WASHINGTON — U.S. Sen. Raphael Warnock said America’s democracy cannot coexist if political violence continues to rear its head.
During a five-minute speech on the Senate floor delivered the day after conservative activist Charlie Kirk was assassinated, Warnock encouraged both Republicans and Democrats to turn down the temperature.
“We Americans engage in loud, heated and sometimes rambunctious debates, not as a precursor to violence but to avoid violence,” Warnock said Thursday. “We must learn to disagree without becoming violently disagreeable. Let me be clear: there is nothing more anti-democratic than political violence.”

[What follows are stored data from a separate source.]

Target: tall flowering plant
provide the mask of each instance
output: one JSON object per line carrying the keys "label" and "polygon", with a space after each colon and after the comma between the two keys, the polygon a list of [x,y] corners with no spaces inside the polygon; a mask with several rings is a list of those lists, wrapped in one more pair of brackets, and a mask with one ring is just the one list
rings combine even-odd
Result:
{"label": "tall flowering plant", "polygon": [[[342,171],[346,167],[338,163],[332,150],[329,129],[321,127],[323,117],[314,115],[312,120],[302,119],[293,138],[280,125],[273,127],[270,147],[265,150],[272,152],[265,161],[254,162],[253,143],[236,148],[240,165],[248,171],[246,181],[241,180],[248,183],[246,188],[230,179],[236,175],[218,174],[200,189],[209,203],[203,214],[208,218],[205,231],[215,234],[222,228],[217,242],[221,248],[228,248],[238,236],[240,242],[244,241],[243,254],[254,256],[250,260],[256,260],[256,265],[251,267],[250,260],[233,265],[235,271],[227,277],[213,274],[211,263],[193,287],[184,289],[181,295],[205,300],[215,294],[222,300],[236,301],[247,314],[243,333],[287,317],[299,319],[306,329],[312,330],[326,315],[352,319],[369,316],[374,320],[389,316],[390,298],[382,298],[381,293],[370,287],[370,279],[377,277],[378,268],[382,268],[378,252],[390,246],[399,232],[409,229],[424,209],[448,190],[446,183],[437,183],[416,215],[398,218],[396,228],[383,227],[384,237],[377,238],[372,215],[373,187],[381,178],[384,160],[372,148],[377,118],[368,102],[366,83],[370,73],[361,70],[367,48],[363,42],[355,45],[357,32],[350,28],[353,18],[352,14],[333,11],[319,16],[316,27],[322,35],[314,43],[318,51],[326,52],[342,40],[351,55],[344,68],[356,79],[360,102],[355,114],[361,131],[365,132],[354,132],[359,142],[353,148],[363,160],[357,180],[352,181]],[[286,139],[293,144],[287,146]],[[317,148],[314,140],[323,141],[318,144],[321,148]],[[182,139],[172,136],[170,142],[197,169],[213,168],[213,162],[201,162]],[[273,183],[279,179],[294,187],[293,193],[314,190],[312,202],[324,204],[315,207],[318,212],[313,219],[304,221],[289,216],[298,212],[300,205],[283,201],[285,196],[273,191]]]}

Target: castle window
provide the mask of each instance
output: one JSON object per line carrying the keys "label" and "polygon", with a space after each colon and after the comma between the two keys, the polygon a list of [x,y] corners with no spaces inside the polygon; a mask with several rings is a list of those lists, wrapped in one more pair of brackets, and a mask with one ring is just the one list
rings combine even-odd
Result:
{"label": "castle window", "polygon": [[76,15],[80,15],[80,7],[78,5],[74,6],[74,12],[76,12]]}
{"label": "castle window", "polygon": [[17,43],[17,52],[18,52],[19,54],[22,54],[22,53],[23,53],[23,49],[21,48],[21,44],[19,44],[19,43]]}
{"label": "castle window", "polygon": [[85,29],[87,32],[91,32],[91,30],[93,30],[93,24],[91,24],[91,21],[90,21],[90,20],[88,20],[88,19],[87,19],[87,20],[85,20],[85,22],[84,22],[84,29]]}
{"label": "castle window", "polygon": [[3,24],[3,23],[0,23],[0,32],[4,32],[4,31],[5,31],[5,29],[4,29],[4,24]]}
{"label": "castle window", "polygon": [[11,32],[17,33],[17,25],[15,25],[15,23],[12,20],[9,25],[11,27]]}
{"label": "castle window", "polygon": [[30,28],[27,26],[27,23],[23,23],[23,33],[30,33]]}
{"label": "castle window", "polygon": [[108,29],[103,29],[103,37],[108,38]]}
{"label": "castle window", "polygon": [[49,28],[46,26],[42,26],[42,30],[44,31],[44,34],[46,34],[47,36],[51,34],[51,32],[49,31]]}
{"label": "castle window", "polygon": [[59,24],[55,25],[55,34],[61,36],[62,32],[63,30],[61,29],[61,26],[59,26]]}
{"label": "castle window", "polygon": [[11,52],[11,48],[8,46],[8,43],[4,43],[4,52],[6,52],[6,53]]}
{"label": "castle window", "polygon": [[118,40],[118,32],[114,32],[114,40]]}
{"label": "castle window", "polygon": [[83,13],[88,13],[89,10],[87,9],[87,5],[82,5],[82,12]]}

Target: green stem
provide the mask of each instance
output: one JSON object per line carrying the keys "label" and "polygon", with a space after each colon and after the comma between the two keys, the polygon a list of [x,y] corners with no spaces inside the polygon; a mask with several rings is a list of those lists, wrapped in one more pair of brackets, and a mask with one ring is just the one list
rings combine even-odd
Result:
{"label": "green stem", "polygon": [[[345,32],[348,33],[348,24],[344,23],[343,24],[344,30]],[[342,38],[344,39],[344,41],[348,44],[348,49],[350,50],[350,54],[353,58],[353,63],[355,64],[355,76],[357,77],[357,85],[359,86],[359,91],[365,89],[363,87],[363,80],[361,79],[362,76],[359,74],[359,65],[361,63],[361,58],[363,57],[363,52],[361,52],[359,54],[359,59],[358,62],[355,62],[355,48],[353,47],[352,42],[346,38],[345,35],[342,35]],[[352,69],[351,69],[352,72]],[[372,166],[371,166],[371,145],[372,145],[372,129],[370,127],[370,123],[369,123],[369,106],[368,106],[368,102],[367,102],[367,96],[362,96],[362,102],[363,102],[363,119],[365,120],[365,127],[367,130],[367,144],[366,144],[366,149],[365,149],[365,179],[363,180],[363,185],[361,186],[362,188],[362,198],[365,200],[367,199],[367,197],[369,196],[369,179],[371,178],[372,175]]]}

Warnock, who is also the pastor of Atlanta’s Ebenezer Baptist Church, said he got the idea for the speech after running into former U.S. House Speaker Newt Gingrich, a conservative Republican, at an event in Washington Wednesday night. As they discussed the news of Kirk’s death, Warnock decided he needed to use his platform to make a statement.
“I love our country, and I am genuinely and deeply worried about us,” he told The Atlanta Journal-Constitution after his speech concluded Thursday. “You can feel the tension in the air and yesterday was an intensification of what I’ve been feeling for a while.”
Kirk was shot and killed while delivering remarks on a college campus in Utah. The assailant was still at large Thursday, and no suspect or motive had been identified.
Warnock also cited other incidents like the shooting death of Minnesota Democratic lawmaker Melissa Hortman and her husband in June. It’s not just political violence but hate speech that he says must be denounced.
“You cannot condemn one without condemning the other, for hate is itself a kind of violence that kills the spirit and corrupts the soul of a person and of a nation,” he said.
“And that vicious cycle of violence and hate, of hate and violence, can only lead to the demise of our country and the destruction of our humanity.”